Coda: Bestiario dell’influencer


L’influencer non è soltanto chi invoglia all’acquisto di beni e servizi, chiunque ci blandisca con scarpe all’ultima moda o il vestito della stagione. L’influencer è anche politico. In questa campagna elettorale, gli influencer sono la fumosa “agenda Draghi” (come se ci fosse qualcosa di buono, ma che è assurto a mantra elettorale spendibile) o il solito “voto utile”. L’influencer sembra essere diventato una scienza, una disciplina accademica a sé stante, che ci seduce e ci spinge ad acquistare ciò che è socialmente necessario (che molto spesso è superfluo). Come possiamo definire l’influencer? Osservatore distratto, il nostro sorvegliante personale o chiunque inviti al comodo conformismo? Tutto questi: l’influencer sembra distratto o superficiale, ma non lo è; conosce la retorica che meglio fa aprire i portafogli. L’influencer è il limite che ci autoimponiamo: non possiamo andare oltre una certa cifra perché tale è il prezzo del vestito o dell’auto nuova di fiamma che vorremmo comprare. Essi sembrano invogliare alla novità, ma in realtà reclamizzano prodotti che potremmo avere tutti a casa (a prezzi molto più economici) e quindi è, di fatto, un invito alla difesa dello status quo. È un peana della difesa dell’ordine esistente. Gli imbonitori del marketing sposano la logica mercatista del neoliberismo, dell’utile che dirà chi votare, cosa comprare e cosa visitare. Anche Mario Draghi è un influencer? Sì, specialmente con la sua discutibile agenda.






Bibliografia

https://firenze.repubblica.it/cronaca/2021/04/02/news/firenze_ferragni_uffizi_influencer_boom_di_visite-294813857/ (ultimo accesso: 3/8/2022).

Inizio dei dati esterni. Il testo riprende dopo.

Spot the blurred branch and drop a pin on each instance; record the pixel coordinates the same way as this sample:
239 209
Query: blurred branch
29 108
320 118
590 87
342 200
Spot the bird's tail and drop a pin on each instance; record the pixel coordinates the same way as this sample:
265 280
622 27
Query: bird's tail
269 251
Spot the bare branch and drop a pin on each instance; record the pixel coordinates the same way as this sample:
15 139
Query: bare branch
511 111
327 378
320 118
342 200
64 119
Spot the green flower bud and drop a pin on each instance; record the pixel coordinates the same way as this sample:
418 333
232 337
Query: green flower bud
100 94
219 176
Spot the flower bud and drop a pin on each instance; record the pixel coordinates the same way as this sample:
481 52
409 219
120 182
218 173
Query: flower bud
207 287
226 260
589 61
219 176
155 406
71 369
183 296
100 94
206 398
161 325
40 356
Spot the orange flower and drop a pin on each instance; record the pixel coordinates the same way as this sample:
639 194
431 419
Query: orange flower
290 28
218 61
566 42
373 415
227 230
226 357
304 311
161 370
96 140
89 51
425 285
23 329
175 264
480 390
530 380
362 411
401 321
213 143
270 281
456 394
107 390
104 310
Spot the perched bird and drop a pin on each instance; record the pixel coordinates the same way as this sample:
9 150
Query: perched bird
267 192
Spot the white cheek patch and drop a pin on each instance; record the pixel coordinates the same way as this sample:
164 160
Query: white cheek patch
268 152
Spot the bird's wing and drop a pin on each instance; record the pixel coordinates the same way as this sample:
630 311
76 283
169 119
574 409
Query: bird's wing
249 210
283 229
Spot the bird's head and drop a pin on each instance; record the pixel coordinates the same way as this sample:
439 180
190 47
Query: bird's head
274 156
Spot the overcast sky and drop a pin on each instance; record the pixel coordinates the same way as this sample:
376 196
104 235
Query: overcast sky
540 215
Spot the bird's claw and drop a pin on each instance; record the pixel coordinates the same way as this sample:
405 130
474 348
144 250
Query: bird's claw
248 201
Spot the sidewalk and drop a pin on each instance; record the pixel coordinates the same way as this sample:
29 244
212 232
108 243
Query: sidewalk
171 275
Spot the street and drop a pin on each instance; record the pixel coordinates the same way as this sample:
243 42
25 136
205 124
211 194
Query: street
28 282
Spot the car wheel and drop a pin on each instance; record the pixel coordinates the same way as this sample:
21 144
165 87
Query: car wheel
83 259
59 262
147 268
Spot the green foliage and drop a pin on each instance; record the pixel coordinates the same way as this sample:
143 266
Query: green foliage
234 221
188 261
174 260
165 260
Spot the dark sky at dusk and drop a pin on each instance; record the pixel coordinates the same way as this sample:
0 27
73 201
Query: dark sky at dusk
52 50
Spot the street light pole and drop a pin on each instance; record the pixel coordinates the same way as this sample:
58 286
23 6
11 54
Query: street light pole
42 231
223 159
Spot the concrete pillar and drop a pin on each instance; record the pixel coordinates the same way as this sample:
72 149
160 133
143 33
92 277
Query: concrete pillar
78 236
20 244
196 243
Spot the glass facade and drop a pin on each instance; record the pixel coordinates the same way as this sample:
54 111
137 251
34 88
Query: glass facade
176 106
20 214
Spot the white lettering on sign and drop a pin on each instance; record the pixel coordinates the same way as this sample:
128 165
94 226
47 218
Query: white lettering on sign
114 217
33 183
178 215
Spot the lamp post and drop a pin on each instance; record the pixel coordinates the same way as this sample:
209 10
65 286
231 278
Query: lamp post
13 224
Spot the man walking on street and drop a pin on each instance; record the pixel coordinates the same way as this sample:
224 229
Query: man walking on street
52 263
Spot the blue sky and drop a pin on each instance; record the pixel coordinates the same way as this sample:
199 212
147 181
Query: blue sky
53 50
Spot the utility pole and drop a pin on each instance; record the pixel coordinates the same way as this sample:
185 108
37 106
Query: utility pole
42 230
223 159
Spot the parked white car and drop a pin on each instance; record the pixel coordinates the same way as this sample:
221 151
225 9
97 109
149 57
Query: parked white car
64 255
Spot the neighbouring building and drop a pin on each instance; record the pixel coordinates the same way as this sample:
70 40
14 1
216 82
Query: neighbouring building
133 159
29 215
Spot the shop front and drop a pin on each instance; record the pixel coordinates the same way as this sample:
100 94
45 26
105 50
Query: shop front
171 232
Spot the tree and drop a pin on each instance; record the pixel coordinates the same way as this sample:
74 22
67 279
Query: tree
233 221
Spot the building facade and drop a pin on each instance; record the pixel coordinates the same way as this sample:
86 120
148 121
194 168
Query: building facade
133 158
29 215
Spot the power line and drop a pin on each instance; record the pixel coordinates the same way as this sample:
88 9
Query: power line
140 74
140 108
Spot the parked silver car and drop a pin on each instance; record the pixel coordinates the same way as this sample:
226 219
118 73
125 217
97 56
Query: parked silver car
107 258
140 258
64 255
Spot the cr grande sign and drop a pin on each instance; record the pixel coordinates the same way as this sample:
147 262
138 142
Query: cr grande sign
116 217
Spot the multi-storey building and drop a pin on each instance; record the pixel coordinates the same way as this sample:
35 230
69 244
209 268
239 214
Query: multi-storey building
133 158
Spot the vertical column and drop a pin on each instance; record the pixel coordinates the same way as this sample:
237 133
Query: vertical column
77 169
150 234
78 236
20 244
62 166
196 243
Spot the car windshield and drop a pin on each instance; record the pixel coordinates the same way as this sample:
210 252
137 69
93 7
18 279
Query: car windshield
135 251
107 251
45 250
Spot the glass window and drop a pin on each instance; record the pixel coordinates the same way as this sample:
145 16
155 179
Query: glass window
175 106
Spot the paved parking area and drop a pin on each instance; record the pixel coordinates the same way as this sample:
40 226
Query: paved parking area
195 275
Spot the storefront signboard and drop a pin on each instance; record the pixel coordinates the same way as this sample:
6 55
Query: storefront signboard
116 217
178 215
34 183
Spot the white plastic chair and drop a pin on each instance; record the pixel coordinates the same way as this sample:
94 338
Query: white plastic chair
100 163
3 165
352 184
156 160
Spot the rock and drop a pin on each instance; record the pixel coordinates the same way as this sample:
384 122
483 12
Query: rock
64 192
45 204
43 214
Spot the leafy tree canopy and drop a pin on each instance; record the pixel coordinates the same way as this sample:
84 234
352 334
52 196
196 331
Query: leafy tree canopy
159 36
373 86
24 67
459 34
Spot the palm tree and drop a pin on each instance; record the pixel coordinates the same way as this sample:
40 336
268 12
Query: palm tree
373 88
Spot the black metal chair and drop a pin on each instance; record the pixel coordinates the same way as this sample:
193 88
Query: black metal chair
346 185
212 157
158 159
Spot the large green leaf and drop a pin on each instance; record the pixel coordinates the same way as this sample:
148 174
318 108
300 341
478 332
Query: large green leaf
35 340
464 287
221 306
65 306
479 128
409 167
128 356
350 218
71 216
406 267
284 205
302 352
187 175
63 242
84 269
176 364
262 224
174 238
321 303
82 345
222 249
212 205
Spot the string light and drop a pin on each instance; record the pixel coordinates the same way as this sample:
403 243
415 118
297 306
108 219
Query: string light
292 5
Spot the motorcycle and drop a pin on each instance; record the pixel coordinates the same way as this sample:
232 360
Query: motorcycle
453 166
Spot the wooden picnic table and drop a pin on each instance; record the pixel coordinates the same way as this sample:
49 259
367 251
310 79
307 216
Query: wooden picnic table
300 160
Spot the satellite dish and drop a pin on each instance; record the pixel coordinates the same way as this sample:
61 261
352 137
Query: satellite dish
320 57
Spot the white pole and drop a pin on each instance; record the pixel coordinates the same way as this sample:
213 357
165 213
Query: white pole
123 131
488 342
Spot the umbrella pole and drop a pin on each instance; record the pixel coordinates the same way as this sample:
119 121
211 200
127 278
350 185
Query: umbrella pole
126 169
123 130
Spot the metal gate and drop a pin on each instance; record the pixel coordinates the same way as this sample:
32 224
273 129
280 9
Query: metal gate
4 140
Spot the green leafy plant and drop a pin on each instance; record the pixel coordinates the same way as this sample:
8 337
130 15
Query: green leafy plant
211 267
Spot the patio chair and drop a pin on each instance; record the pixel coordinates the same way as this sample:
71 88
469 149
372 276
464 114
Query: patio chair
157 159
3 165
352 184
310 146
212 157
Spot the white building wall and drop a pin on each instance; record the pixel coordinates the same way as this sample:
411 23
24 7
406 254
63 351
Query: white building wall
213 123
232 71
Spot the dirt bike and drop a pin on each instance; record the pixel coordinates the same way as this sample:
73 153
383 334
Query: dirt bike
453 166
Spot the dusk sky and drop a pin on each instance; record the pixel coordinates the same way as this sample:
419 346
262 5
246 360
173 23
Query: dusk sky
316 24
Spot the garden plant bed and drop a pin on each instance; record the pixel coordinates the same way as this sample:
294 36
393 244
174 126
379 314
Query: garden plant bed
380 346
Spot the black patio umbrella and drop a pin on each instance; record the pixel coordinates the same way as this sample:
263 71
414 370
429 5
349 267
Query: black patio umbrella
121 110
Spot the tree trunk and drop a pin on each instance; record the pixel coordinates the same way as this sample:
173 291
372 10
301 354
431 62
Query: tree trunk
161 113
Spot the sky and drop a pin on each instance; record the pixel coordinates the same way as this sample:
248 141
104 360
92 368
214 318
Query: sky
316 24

-Adorno, Theodor, Horkheimer, Marx (1966) Dialettica dell’Illuminismo. Torino: Einaudi

-Benjamin, Walter (2014) L’opera d’arte nell’età della riproducibilità tecnica. Torino: Einaudi.

-Benjamin, Walter (1995) I passages di Parigi. Torino: Einaudi.

-Cook, Deborah (a cura di)(2014) Theodor Adorno. Key Concepts. London: Bloomsbury.

-Feltri, Stefano (2022) Il partito degli influencer. Perché il potere dei social network è una sfida alla democrazia. Torino: Einaudi.

-Foucault, Michel (2015) Nascita della biopolitica. Corso al Collège de France 1978-1979. Milano: Feltrinelli.

-Foucault, Michel (2014) Sorvegliare e Punire. Nascita della prigione. Torino: Einaudi.

-Montanari, Tomaso (2021) Chiese chiuse. Torino: Einaudi.

-Montanari, Tomaso (2011) A cosa serve Michelangelo? Torino: Einaudi.

-Montanari, Tomaso, Trione, Vincenzo (2017) Contro le mostre. Torino: Einaudi.